El sábado tomé el primer tren que pude, de regreso a Londres. El aire acondicionado me hizo tiritar de frío, o quizás fuera el miedo. Frente a mí se sentó una mujer gorda. Leía literatura para chicas, del tipo de novela que está destinado a mujeres solteras, y en las que la heroína de la historia siempre termina al lado de su príncipe azul.
De cuando en cuando me miraba a través de sus lentes de montura negra y esa mirada me irritaba. Una semana trabajando solo y durmiendo en el suelo me habían convertido en un misántropo. Intenté ver el paisaje pero llovía y la ventana me devolvía la imagen de una mujer rolliza sosteniendo un libro de tapa rosada.
Lo primero que hice en Londres fue dirigirme al piso a ver a Rosa. Aún no contestaba mis llamadas y eso me tenía preocupado. Una vez en el departamento metí la llave y la puerta no abrió. Habían cambiado la cerradura. Toqué la puerta y llamé a Rosa en voz alta pero no había respuesta. Al cabo de un tiempo, apareció mi vecino.
—A tu compañera la han echado a la calle en la madrugada —me dijo. Al fondo de su sala pude notar la radio prendida y una voz monótona narraba las noticias del clima. Le pregunté a donde podría estar y me dijo que no sabría decirme mientras se encogía de hombros.
Bajé a la calle y reconocí a unos cien metros al hombre negro que acompañaba a Mister Sherwood. Venía en dirección mía, llevaba puesto un gorro azul marino y la barba le tapaba el cuello. En ese momento no se me ocurrió otra idea que parar un taxi y escapar. Para suerte mía pasaba uno en ese mismo instante. Lo paré y le di al taxista la dirección de una estación de metro. El motor se puso en marcha y el conductor prendió el taxímetro.
Segundos más tarde, miré hacia atrás. Había un auto ancho siguiéndonos, el negro iba al volante, había dos tipos más con él. Agaché mi cabeza para tratar de ocultarme pero el conductor del taxi me ordenó que me sentara adecuadamente, dijo que si no le obedecía me botaría del taxi. Tenía acento de la India, entonces noté que todo el carro olía a curry.
De pronto me vino unas arcadas y la imagen de pájaros migrando por los cielos cruzó por mi mente. Traté de sentarme correctamente mientras deseaba hundirme en ese asiento como el Titanic.

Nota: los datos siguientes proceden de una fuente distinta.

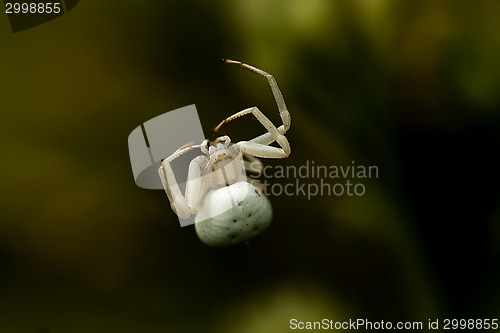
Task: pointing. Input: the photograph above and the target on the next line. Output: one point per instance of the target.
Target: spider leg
(252, 164)
(259, 146)
(278, 96)
(182, 205)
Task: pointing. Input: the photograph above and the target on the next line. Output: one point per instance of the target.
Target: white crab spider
(229, 210)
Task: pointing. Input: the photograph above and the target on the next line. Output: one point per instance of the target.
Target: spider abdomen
(233, 215)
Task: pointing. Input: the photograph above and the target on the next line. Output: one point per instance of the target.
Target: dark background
(412, 87)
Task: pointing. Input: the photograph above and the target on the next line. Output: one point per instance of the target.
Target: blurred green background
(410, 86)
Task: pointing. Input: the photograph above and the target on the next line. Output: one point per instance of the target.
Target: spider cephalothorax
(229, 210)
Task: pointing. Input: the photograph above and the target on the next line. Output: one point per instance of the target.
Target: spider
(229, 209)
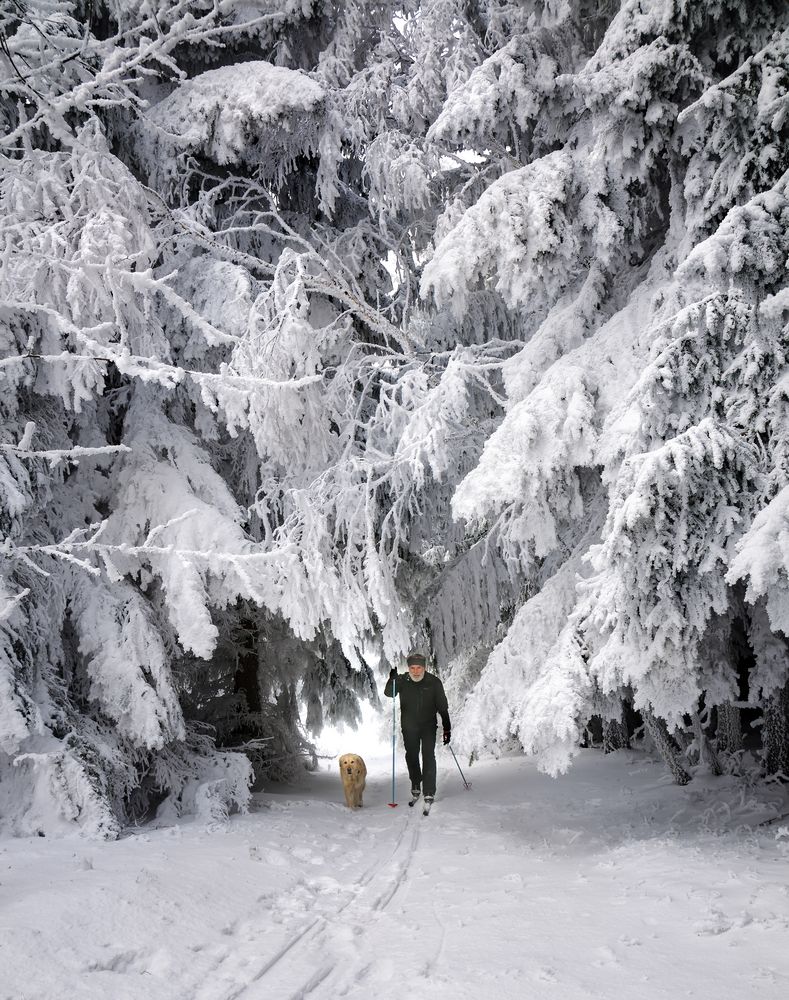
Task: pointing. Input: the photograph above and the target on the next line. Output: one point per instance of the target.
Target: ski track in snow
(308, 947)
(607, 882)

—¿A qué te dedicas? —me preguntó el taxista mientras me clavaba sus ojos negros por el retrovisor.
— A limpiar ventanas —dije.
—¿Por qué limpias ventanas?
—La limpieza es la profesión de los latinos —le contesté.
La imagen de los pájaros migratorios cruzó mi cabeza por segunda vez. Ésta vez el cielo era azul marino como el mar Pacifico. Un mar que se encontraba tan lejos de Londres, que empezaba a diluirse en mi memoria.